According to Johnathan Norman, the principal engineer manager at Microsoft Offensive Research & Security Engineering (MORSE), WPP is built on the existing IPP print stack, supporting only Mopria certified printers and disabling the loading of third-party drivers. Norman emphasized that such measures are crucial for enhancing print security in Windows, addressing vulnerabilities that have historically been exploited, as seen in incidents like Stuxnet and Print Nightmare.

The MORSE team conducted a comprehensive analysis of Windows Print-related cases reported to MSRC, revealing that Windows Protected Print Mode successfully mitigated over half of the vulnerabilities identified. 

Once WPP becomes the default setting on all Windows systems, Microsoft plans to shift away from running the built-in Print Spooler service as SYSTEM. Instead, it will be launched as a restricted service, significantly reducing its access to resources and privileges. This strategic move aims to diminish the appeal of the Spooler process as a potential target for exploitation.

In addition to changing the Spooler service configuration, Microsoft will eliminate various attack vectors previously exploited by malicious actors. This includes the removal of RPC endpoints and legacy components that have been targeted in the past. WPP will also introduce binary mitigations, such as Control Flow Enforcement Technology (CFG), Child Process Creation Disabled, Redirection Guard, and Arbitrary Code Guard, making exploitation more challenging.

When WPP mode is enabled, normal spooler operations will go through a new Spooler that incorporates multiple security improvements. These include Limited/Secure Print Configuration, Module Blocking, Per-User XPS Rendering, and Better Transport Security. The goal is to provide users with the most secure default configuration while allowing flexibility to revert to legacy (driver-based) printing if compatibility issues arise.

Microsoft assures users that the implementation of WPP will not impact customers with older printers, as they can enable legacy support. Additionally, as part of a broader printer driver strategy, Microsoft announced the gradual discontinuation of third-party printer driver delivery through Windows Update. 

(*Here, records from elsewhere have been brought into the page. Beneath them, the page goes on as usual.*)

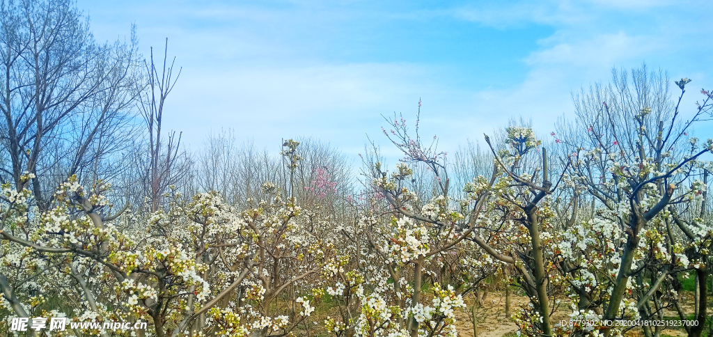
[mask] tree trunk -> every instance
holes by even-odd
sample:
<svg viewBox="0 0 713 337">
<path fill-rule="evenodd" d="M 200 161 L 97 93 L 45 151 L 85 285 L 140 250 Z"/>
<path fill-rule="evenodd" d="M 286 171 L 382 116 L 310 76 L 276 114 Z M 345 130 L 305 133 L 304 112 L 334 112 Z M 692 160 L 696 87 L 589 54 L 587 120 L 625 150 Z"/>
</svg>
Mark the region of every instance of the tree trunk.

Starting in 2025, driver submissions from printer vendors will be blocked, with a transition to prioritizing in-house Windows IPP Class drivers by 2026. By 2027, Microsoft plans to cease distributing third-party printer driver updates via Windows Update, except for security fixes, while users can still install drivers from vendors' websites. Norman emphasized that this move away from driver-based printing enables Microsoft to make meaningful improvements to the print system, addressing modern threats more effectively.